Sulla stessa lunghezza d’onda il virologo Massimo Clementi, professore ordinario e direttore del Laboratorio di Microbiologia e Virologia dell’Università Vita-Salute San Raffaele di Milano: “Pensare di fare una cosa giusta somministrando una singola dose dei vaccini programmati per due (non per J&J che è già programmato su una singola dose) è in realtà sia contrario alle procedure di efficacia e sicurezza dei farmaci, sia pericoloso. Chiedere a qualsiasi studente di medicina, per favore, quale effetto ha una dose subottimale di antibiotico o di antivirale sulla selezione di varianti resistenti di qualunque microrganismo. Sarebbe non solo importante, ma forse dovuto, su questo tema un pronunciamento di Ema o di Aifa. L’Fda americana non sente questa necessità perché nessuno negli Stati Uniti ha prospettato questo obbrobrio. Facciamo comportare da Indiana Jones il creativo premier inglese (inventore a dicembre 2020 del ruolo delle varianti virali come alibi per i governi che hanno assunto misure insufficienti), noi seguiamo i paesi che stanno attuando strategie scientificamente validate. Piuttosto recuperiamo i vaccini perduti. Se Ue è incapace di negoziare, come sembra, gli stati facciano in proprio. Alcuni lo stanno già facendo”.
Un tema delicato, spinoso, che si impone per far fronte all’emergenza che sta condizionando il mondo ormai da oltre un anno. È da valutare invece secondo il virologo Fabrizio Pregliasco l’ipotesi di somministrare una sola dose di vaccino anti Coid-19. “La scelta di somministrare una sola dose è legata all’emergenza, ma non per questo non sarà efficace. Si proteggerebbero più persone e poi dopo si penserebbe alla continuità”, ha il direttore sanitario dell’ospedale Galeazzi di Milano e membro del Cts lombardo, in un’intervista a iNews24.it. “Sicuramente – ha aggiunto – non ci basterà questo primo giro di vaccinazione, bisognerà richiamare le persone per vaccini magari aggiornati secondo le varianti. Se facciamo adesso un lavoro importante i casi caleranno, ma poi dovremo darci una dose ulteriore di richiamo”. Pregliasco rileva inoltre che “queste vaccinazioni, per una registrazione rapida, hanno uno schema iniziale che prevedeva due dosi fisse per ottenere un risultato.
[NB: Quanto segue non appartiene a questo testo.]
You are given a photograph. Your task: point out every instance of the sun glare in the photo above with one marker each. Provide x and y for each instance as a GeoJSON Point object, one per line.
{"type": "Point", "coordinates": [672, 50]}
Stiamo vedendo che, come per altre vaccinazioni, si possono allungare i tempi. Non ne siamo certi, lo stiamo provando nella fase reale”.
Il tema sarà affrontato la prossima settimana dagli esperti. “La prossima settimana ne discuteremo in due commissioni dell’agenzia e anche il Consiglio Superiore di Sanità esprimerà un proprio parere in modo indipendente. La proposta – spiega Nicola Magrini, direttore dell’Agenzia italiana del farmaco in una intervista al Corriere della Sera – è stata formulata dalla Regione Lombardia su iniziativa dell’istituto Mario Negri e del professor Giuseppe Remuzzi in particolare. È una strategia possibile quella di favorire una vaccinazione più rapida, anche se non ottimale, del doppio di persone. La scelta finale spetterà al ministro e al governo”. Anche se per Magrini è “meglio indossare due scarpe buone che una sola malandata, ma vi è ampio spazio di discussione. UK fece questa scelta al picco di 70mila contagiati e con una disponibilità di vaccini superiore alla nostra mentre noi oggi siamo in una situazione meno grave anche se con alcune criticità. Credo sia meglio dare la doppia dose al numero giusto di persone piuttosto che una sola al doppio di persone”.